How to Crush It in a New Job Without Burning Out

Julie Morris - crush your new jobWhether you’re launching a new business or just landed a great job in your field, you’ll want to hit the ground running to make a strong impression in your new gig. Giving your job your all is a great way to get ahead, but it’s not always great for your stress levels. Here’s how you can maximize your performance in your new job without risking burnout.

Don’t Overpromise

If you make big promises but fall short, people will remember your performance — and not in a good way. That doesn’t mean you should sell yourself short. However, it’s better to set expectations you’re certain you can meet than risk disappointing your new boss or first customers. Doing what you say or going slightly above and beyond (but not too much) is the fastest way to convince people you’re capable and reliable.

Watch the Details

When starting a new job or business, you haven’t proven yourself yet. As a result, customers and bosses are more willing to drop you if you slip up. Pay attention to details so you don’t make a simple mistake that costs you a job. Being detail-oriented also helps you to identify what you need to learn to master your job. That way, you can ask questions while you’re still the new kid.

Be Mindful of Finances

There are a lot of financial details when starting a new job. You’ll need to set up your retirement plan, enroll in health insurance, and create a financial plan that reflects your changed income. (If you’re self-employed, your benefits look different.) If the new job comes with an increase in income, be mindful of avoiding lifestyle creep. Making a budget and prioritizing long-term financial goals like investments sets you up for success more than short-term pleasures. This is also a good time to strategize how you can repair credit and pay down debts. Doing so not only increases your financial security, but it also benefits your credit score so it’s easier to secure capital in the future.

Learn the Culture

The rules of company culture aren’t explicit, but you’re expected to learn them nonetheless. Harvard Business Review suggests examining five areas to learn how your company’s culture works: relationships, communication, decision-making, individualism, and orientation toward change.
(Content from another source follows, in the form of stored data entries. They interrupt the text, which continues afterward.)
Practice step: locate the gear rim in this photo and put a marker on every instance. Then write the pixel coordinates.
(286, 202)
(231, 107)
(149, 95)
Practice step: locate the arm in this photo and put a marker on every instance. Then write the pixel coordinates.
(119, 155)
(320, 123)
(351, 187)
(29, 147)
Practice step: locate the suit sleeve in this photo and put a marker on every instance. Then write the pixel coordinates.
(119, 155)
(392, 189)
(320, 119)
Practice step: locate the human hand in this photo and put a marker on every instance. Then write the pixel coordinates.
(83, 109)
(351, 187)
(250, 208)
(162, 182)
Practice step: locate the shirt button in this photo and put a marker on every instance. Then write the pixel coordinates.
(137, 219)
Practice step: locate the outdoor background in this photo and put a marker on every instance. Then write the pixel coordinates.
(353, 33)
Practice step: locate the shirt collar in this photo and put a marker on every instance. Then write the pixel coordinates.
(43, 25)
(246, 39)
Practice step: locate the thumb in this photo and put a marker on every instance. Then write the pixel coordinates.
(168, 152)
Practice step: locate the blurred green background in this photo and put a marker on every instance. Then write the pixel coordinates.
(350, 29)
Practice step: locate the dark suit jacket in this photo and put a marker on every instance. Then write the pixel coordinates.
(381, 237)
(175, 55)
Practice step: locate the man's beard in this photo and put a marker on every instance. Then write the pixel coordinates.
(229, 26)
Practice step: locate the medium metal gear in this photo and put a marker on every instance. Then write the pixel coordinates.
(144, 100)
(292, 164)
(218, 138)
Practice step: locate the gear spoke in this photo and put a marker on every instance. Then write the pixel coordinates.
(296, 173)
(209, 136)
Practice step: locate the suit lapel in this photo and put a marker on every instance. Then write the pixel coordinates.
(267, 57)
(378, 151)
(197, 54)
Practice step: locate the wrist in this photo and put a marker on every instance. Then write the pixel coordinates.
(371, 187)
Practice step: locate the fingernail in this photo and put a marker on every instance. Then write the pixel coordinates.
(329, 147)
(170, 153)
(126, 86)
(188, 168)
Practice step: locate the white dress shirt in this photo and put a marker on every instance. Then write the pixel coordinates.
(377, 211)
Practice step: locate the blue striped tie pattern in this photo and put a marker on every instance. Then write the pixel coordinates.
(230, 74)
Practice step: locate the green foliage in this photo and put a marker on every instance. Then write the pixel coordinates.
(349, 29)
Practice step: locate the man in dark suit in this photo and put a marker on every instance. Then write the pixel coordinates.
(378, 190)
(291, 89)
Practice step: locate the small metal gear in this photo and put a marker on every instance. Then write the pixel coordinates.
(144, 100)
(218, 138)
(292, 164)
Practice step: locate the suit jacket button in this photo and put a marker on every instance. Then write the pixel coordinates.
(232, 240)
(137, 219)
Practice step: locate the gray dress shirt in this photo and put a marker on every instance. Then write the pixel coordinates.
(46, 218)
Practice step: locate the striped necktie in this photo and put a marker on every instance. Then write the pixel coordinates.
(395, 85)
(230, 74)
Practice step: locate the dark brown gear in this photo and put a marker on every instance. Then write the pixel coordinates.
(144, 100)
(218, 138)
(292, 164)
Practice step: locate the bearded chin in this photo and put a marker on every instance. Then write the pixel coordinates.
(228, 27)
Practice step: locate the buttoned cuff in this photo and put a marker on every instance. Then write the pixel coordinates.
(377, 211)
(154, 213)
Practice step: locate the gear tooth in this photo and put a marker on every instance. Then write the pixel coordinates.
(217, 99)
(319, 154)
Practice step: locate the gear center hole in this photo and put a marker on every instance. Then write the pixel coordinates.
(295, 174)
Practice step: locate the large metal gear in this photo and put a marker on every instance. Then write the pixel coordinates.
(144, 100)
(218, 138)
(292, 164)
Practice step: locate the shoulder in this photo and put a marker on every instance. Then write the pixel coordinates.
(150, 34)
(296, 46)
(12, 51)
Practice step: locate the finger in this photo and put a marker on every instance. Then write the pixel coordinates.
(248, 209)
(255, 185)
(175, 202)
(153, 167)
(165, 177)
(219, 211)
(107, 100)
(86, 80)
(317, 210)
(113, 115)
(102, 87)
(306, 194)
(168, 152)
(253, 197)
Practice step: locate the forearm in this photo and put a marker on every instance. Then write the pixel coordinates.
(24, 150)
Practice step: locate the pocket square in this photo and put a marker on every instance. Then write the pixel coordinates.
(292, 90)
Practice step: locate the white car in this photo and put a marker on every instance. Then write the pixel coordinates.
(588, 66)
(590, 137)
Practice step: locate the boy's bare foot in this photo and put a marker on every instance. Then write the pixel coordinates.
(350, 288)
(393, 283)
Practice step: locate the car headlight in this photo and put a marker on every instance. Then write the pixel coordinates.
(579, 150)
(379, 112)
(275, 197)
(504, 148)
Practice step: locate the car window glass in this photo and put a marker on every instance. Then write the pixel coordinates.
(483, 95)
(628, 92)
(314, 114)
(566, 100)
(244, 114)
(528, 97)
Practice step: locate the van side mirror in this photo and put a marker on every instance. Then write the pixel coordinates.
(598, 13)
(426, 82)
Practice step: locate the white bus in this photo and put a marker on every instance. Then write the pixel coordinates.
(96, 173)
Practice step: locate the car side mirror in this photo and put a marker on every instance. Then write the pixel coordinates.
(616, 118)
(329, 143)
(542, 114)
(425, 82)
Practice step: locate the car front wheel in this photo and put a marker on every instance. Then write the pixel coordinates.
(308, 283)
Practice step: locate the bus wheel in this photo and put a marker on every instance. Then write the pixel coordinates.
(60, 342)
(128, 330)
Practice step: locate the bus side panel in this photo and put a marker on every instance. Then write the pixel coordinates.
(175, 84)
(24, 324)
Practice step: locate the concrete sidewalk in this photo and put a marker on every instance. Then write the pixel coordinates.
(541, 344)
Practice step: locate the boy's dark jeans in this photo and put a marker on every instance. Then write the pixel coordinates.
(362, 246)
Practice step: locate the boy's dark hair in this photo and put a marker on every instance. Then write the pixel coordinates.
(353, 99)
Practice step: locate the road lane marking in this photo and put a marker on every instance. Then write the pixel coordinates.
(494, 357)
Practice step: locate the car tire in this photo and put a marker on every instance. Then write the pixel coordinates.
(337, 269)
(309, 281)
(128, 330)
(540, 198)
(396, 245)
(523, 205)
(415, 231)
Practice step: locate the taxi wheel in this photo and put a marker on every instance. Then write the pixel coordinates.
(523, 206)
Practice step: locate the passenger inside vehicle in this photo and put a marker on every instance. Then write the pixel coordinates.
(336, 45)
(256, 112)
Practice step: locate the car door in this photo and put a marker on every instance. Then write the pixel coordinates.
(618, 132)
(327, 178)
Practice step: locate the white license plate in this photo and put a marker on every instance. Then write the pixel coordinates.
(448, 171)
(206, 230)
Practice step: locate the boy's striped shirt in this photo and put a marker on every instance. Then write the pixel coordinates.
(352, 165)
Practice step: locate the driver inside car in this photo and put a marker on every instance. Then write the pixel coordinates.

If starting a business, consider the culture of your customers. While it’s important to be authentic and reflect your own voice in your business, it’s equally critical to speak to your target customer.

Understand the Signs of Chronic Stress

A little bit of stress can help you focus and perform your best, but too much stress harms everything from your job performance to your health. Over time, chronic stress can lead to burnout — complete physical and mental collapse. Know the signs of chronic stress to prevent burnout: Trouble sleeping, chronic fatigue, frequent illness, muscle tightness, concentration problems, and irritability and anxiety are a few signs your stress is becoming more serious. In addition to identifying signs, it’s important to have coping strategies in place so you can manage stress. Whether it’s exercising daily (even if it’s a 20-minute walk), getting seven to nine hours of sleep a night or spending time doing something you love. Find a way to get the relief you need.

Know When to Ask for More

Most people wait until their first annual performance review to ask for a promotion, but if you’re a rock star at your current job you might be able to step up sooner. However, you’ll need to nail the timing. If you ask too soon, Fast Company points out “Your manager may find your request annoying, entitled and lacking in the self-awareness it usually requires to earn a promotion.” Be confident you’re worthy of a promotion and have examples to back it up before asking your boss how you can earn a higher position.

Being motivated in your career isn’t enough to excel at your job. You have to know how to make a strong impression, avoid career-changing mistakes and navigate the politics of the modern workplace if you plan to get ahead and do it quickly. However, career success shouldn’t come at the detriment of your mental health. Rather than giving everything to your career, create balance in your life so you can achieve long-term business success.